From the built-in help: “Apply PCA from rModel file. All variables must have the exact same name. Outputs original table and computed dimensions.”
Why use it
- Works with any partition type (row, column, or none), so you can score datasets larger than RAM.
- Lets you productionize PCA-based features trained elsewhere (e.g., with your PCA training action in R).
- Input pin (table): data to transform. The table must contain exactly the same feature columns (names & compatible types) used when training the PCA.
- Model file: an
.rModel produced by your PCA training step (e.g., an “R_PCA / Train PCA” action).
Output
- One table: original columns + PCA scores. Component column names come from the model (e.g.,
PC1, PC2, … or Dim.1, Dim.2, …).
Choose how the input is partitioned for processing:
- none (default) – process as is.
- fixed number of lines (excluding last) – split by row count.
- by column – split using a partition column (requires sorted input; see config option below).
Tip: Use by column when upstream you already shard data by a key (e.g., customer_id) and want independent, parallel application.
Click select type and point to your .rModel:
- assets – a model packaged with the pipeline (recommended for stable deployments).
- recorded data – a model generated earlier in the same pipeline run and stored in the records/ area.
- temporary data / JavaScript expression – advanced/ephemeral cases.
- Column names must match the training dataset (case-sensitive).
- Types must be compatible (e.g., numeric vs string). If your training flow recoded/standardized features, apply the same preprocessing upstream before
R_ApplyPCA.
- The model must be a PCA rModel created with the corresponding training action in R.

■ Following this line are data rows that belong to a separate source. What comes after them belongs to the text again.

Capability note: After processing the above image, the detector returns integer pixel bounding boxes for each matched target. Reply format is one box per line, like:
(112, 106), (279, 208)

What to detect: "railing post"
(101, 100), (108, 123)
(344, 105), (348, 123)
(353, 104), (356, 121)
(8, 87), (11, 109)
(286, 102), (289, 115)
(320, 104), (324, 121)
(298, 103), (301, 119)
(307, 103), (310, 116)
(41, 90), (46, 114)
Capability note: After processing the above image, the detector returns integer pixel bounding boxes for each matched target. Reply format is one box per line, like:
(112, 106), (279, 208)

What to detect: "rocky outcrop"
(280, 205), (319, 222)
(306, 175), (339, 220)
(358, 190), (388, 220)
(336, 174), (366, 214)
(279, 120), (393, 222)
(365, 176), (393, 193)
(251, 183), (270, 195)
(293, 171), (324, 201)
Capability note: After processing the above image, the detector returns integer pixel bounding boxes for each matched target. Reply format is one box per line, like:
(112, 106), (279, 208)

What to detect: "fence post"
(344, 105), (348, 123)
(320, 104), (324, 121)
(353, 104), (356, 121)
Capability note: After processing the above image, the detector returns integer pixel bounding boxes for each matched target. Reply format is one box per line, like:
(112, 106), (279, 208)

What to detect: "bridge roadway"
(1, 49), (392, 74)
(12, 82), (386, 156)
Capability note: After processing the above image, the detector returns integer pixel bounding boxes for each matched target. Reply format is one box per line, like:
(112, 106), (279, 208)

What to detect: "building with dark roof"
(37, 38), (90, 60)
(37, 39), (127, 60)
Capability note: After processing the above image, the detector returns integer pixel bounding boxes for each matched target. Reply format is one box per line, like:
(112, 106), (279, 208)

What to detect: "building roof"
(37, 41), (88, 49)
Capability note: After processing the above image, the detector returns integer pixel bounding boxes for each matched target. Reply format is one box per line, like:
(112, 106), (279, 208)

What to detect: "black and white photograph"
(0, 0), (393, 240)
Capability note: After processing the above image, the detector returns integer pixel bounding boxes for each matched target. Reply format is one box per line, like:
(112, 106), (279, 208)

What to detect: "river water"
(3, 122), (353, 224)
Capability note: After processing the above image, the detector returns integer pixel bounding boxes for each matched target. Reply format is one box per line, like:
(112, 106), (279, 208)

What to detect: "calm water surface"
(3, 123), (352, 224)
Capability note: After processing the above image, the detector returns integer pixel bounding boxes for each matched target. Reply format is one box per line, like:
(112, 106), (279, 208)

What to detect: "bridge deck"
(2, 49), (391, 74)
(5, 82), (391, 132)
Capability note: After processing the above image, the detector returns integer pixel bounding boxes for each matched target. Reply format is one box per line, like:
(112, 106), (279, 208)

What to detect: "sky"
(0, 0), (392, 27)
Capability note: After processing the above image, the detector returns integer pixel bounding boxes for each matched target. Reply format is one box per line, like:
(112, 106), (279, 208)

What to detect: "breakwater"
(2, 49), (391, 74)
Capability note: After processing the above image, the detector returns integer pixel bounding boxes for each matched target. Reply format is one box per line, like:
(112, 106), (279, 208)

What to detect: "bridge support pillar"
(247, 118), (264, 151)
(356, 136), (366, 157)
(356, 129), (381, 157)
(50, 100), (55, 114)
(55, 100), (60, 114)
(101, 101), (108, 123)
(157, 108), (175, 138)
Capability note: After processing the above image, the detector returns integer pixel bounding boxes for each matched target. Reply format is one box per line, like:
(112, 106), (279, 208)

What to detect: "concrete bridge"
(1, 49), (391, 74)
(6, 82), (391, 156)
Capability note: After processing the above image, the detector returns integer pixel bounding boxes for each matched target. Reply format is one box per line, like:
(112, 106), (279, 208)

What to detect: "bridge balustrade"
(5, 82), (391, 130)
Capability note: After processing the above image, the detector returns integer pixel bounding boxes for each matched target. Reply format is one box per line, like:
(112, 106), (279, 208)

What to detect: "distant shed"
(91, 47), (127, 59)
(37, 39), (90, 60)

- Train PCA on a representative dataset (e.g., with your “Train PCA” R action). Save/export the
.rModel.
- Prepare production data with the same cleaning, encoding, and ordering as training.
- Drop R_ApplyPCA, connect the table, and set myModel to the saved file.

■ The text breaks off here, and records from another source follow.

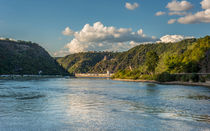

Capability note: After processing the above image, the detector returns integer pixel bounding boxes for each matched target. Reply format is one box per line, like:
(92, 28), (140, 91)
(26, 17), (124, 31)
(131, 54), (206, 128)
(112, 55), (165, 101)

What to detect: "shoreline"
(113, 78), (210, 87)
(0, 75), (72, 80)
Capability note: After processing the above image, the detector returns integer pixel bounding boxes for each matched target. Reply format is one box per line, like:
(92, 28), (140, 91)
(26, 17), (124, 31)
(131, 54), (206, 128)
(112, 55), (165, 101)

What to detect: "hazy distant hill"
(57, 52), (118, 73)
(57, 36), (210, 74)
(0, 40), (69, 75)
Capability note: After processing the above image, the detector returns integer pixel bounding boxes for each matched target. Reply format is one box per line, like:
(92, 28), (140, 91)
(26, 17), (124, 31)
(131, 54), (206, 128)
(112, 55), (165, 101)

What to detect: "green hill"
(0, 40), (70, 75)
(92, 38), (198, 73)
(57, 52), (118, 73)
(57, 36), (210, 74)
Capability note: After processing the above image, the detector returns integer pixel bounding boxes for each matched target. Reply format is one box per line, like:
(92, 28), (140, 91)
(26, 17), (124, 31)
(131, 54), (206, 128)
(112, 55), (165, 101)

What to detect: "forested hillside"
(0, 40), (70, 75)
(57, 36), (210, 74)
(57, 52), (118, 73)
(112, 36), (210, 81)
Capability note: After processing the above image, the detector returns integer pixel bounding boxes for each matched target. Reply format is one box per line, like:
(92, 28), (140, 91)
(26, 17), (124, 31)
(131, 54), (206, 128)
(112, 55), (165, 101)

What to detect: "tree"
(145, 51), (159, 74)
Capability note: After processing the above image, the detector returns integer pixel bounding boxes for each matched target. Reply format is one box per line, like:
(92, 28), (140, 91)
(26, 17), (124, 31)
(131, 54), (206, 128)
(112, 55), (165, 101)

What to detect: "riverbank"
(0, 75), (72, 80)
(113, 78), (210, 87)
(75, 73), (113, 78)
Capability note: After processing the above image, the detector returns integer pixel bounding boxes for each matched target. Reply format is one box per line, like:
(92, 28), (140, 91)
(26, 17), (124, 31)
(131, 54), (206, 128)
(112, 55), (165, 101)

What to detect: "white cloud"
(168, 11), (187, 15)
(62, 27), (74, 36)
(54, 48), (70, 57)
(137, 29), (146, 37)
(158, 35), (193, 43)
(201, 0), (210, 9)
(125, 2), (139, 10)
(155, 11), (166, 16)
(176, 0), (210, 24)
(59, 22), (157, 54)
(168, 19), (177, 24)
(177, 9), (210, 24)
(166, 0), (193, 11)
(163, 0), (210, 24)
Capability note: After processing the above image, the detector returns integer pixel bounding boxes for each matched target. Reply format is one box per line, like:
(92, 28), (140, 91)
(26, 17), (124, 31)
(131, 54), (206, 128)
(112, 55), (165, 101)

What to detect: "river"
(0, 78), (209, 131)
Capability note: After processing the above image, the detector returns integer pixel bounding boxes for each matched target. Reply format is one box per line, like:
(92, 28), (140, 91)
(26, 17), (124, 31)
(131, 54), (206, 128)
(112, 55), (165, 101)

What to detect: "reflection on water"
(187, 95), (210, 100)
(146, 83), (160, 95)
(0, 78), (210, 131)
(16, 94), (45, 100)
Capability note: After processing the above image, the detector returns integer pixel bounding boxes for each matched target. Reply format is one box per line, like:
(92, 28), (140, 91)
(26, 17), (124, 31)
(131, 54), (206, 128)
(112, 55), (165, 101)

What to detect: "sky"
(0, 0), (209, 56)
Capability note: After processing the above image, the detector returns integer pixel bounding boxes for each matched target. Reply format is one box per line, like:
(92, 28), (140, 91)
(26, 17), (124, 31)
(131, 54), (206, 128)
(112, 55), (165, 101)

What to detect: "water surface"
(0, 78), (209, 131)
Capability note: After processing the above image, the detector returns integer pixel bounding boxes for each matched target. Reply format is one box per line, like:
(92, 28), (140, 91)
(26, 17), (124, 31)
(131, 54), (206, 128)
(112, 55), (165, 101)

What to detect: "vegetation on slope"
(112, 36), (210, 82)
(57, 37), (197, 73)
(57, 52), (118, 73)
(0, 40), (70, 75)
(57, 36), (209, 82)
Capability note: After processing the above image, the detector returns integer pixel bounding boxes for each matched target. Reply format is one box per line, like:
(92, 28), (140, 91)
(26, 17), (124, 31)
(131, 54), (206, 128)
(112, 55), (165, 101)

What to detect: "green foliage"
(165, 36), (210, 73)
(57, 52), (118, 73)
(112, 66), (155, 80)
(207, 75), (210, 80)
(57, 36), (209, 78)
(199, 76), (206, 83)
(181, 75), (190, 82)
(145, 51), (159, 73)
(189, 74), (199, 82)
(57, 38), (197, 73)
(155, 72), (175, 82)
(179, 74), (205, 82)
(0, 39), (70, 75)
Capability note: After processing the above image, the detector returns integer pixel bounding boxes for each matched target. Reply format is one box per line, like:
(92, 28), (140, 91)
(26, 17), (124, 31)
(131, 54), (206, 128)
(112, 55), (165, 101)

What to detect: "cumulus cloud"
(177, 9), (210, 24)
(166, 0), (193, 11)
(62, 27), (74, 36)
(54, 48), (70, 57)
(125, 2), (139, 10)
(201, 0), (210, 9)
(168, 19), (177, 24)
(177, 0), (210, 24)
(155, 11), (166, 16)
(158, 35), (194, 43)
(165, 0), (210, 24)
(58, 22), (158, 54)
(168, 11), (188, 15)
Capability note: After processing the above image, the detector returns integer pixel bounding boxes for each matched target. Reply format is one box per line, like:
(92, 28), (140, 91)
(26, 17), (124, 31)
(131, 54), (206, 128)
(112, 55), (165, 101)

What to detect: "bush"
(132, 75), (139, 80)
(175, 75), (181, 81)
(206, 75), (210, 81)
(181, 75), (189, 82)
(189, 74), (199, 82)
(140, 74), (154, 80)
(155, 72), (175, 82)
(199, 76), (206, 83)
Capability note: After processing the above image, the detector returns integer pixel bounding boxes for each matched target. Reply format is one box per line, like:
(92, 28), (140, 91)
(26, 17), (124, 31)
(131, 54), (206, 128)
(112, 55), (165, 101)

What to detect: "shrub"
(132, 75), (139, 80)
(199, 76), (206, 83)
(181, 75), (189, 82)
(140, 74), (154, 80)
(206, 75), (210, 81)
(155, 72), (175, 82)
(175, 75), (181, 81)
(189, 74), (199, 82)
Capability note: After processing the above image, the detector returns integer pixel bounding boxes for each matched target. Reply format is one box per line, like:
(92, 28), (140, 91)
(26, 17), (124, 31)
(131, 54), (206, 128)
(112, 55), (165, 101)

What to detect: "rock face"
(0, 40), (69, 75)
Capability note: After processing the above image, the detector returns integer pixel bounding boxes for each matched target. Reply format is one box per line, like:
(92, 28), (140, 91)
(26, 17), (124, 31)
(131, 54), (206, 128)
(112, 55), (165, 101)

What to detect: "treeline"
(112, 36), (210, 82)
(57, 52), (119, 73)
(0, 39), (70, 75)
(57, 36), (210, 77)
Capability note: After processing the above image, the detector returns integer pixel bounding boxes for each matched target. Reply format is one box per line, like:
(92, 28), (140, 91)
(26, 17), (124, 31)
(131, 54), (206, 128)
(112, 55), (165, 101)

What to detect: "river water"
(0, 78), (209, 131)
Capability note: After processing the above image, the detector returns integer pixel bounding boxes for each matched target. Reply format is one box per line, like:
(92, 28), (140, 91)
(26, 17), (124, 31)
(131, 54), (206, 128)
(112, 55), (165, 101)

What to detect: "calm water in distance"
(0, 78), (210, 131)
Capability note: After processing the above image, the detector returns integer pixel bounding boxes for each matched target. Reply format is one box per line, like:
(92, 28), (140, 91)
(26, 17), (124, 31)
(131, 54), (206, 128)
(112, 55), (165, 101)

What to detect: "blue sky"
(0, 0), (209, 56)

- (Optional) Choose by column partitioning and enable Allow parallel execution for speed.
- Run: downstream you now have PCA features (
PC1…PCk) ready for modeling or analytics.
¶ Column naming & schema
- Component columns are appended to the right of your existing schema.
- Names & count come from the model (e.g., if the model saved 10 components, you’ll get 10 score columns).
- Use a Select/Project action next if you want to keep only the PCs or to rename them with your house style.
- “Variable not found / mismatched names” → Ensure all training columns are present with exact names. Check upstream renames and casing.
- All PCs are NA/zero → Data wasn’t preprocessed the same way as training (e.g., missing standardization, different encodings). Reuse the same prep flow.
- Order errors in column partition mode → Turn on Check that input table is sorted and sort upstream by the partition column.
- Unexpected negative integers → Use If integer negative = set to 0 or correct the upstream type mapping.
- Model not found → Verify myModel points to the right assets or recorded data path; if the model is produced in the same run, make sure its action executes before
R_ApplyPCA.
- Keep an ID column in the stream so you can always re-join back to the source after PCA.
- Version your
.rModel in assets/ and document the training data & parameters (date, features, scaling).
- If you retrain PCA, consider pinning both the model and a data dictionary describing the expected input schema.